9. A method of making a composition precursor with the steps

 A) condensation of at least one trialkoxysilane and at least one dialkoxysilane,

 B) condensation of the trialkoxysilane and the dialkoxysilane with an alkoxy-terminated oligosiloxane or polysiloxane,

 C) purification of the condensed trialkoxysilane,

 Dialkoxysilans and alkoxy-terminated oligo- or

Polysiloxane, wherein process step B) after the

Process step A) or simultaneously with the

Process step A) is carried out.

10. The method according to claim 9, wherein the method steps

A) and B) are carried out at a temperature consisting of the range 20 ° C to 60 ° C is selected, and / or

Process step C) is carried out at a temperature which is selected from the range from 70 ° C. to 150 ° C.
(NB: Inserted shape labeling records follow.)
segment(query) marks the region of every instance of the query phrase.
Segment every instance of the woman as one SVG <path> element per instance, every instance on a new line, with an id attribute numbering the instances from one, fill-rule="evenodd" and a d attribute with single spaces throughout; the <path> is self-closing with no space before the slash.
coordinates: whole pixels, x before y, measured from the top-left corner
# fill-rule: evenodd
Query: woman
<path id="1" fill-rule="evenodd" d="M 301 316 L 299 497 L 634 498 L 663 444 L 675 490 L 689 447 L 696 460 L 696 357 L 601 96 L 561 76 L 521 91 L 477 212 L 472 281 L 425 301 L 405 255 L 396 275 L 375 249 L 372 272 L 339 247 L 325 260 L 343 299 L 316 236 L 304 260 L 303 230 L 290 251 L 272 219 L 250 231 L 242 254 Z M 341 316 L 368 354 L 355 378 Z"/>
11. The method according to any one of claims 9 to 10, wherein process step A) is carried out with the addition of an acid or a base.

12. The method according to any one of claims 9 to 11, wherein prior to process step C) the condensed trialkoxysilane, dialkoxysilane and alkoxy-terminated oligo- or polysiloxane is stirred at room temperature.

13. A method for producing a composition in which a manufactured according to one of claims 9 to 12

Composition precursor is cured thermally or photochemically.

14. The method according to the preceding claim, wherein the thermal curing is carried out at a temperature in the range from 150 ° C to 250 ° C and / or for a duration in the range from 8h to 72h.

15. The method according to any one of claims 13 or 14, wherein a base or acid as a catalyst to the

Composition precursor is added.

16. Use of a composition according to claims 6 to 8 as encapsulation material of optoelectronic

Components, as matrix material of conversion layers, as lens material, as corrosion protection material, as

Component in composite materials, in lithography processes in printing technology.

17. Component comprising at least one component that contains a composition according to one of claims 6 to 8.

18. The component according to the preceding claim, which is an optoelectronic component and an encapsulation comprising the composition and / or

Conversion layer (20) comprising the composition.

19. The component according to the preceding claim, wherein the

Composition in the conversion layer (20)

Matrix material for a wavelength converting dye is.